Babel offers excellent commentary on human carelessness and fallibility and how modern society is unable (or unwilling) to accommodate these shortcomings. People just go about their business, doing their jobs and what's expected of them. Blind institutions have usurped interpersonal connections and any sense of compassion. And even when empathy is established, people are constrained by their job obligations or societal expectations. The various stories include,
- A woman is shot by accident while traveling in Morocco, which in turn causes an international row that prevents help from actually getting to her.
- Unable to find someone who can watch the kids, or to obtain permission to take the day off, an illegal alien caregiver takes two children with her as she travels in Mexico for her son's wedding.

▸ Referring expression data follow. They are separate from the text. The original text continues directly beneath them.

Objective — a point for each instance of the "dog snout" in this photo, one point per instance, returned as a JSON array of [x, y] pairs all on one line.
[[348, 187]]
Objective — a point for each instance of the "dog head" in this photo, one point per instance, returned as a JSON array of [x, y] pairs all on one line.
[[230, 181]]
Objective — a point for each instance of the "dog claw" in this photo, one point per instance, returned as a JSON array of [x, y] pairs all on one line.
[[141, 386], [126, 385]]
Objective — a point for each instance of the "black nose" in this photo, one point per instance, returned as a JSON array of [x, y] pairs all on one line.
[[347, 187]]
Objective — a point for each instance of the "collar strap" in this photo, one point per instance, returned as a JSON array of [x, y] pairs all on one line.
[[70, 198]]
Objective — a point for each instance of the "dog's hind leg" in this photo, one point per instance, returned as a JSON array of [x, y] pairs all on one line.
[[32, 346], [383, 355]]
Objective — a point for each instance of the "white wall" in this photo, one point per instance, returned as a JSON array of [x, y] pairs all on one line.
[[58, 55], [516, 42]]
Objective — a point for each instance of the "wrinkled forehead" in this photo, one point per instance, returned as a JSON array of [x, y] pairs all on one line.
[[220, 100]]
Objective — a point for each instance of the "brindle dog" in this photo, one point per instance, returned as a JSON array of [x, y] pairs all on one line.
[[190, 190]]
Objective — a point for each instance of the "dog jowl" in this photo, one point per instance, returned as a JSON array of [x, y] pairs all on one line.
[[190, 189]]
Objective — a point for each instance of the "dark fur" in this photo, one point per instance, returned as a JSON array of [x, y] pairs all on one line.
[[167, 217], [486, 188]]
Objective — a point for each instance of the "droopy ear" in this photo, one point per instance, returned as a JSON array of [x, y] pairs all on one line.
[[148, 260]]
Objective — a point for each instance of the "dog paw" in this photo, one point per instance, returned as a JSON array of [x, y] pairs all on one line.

- A depressed and sexually confused deaf-mute Japanese teenager tries to cope with her mother's suicide.
- Carelessness during shooting practice goes horribly wrong for two young boys.
Directed by Alejandro González Iñárritu, Babel is gut-wrenching and Kafkaesque (I'm thinking of Josef K's bureaucratic nightmare in The Trial) -- but where Kafka provided dreamy surrealism, Babel only offers the hard truth and bitter reality. It's a hard watch, but it never degrades to the point of complete hopelessness and cynicism.
If anything, you'll feel a bit more connected to your fellow man.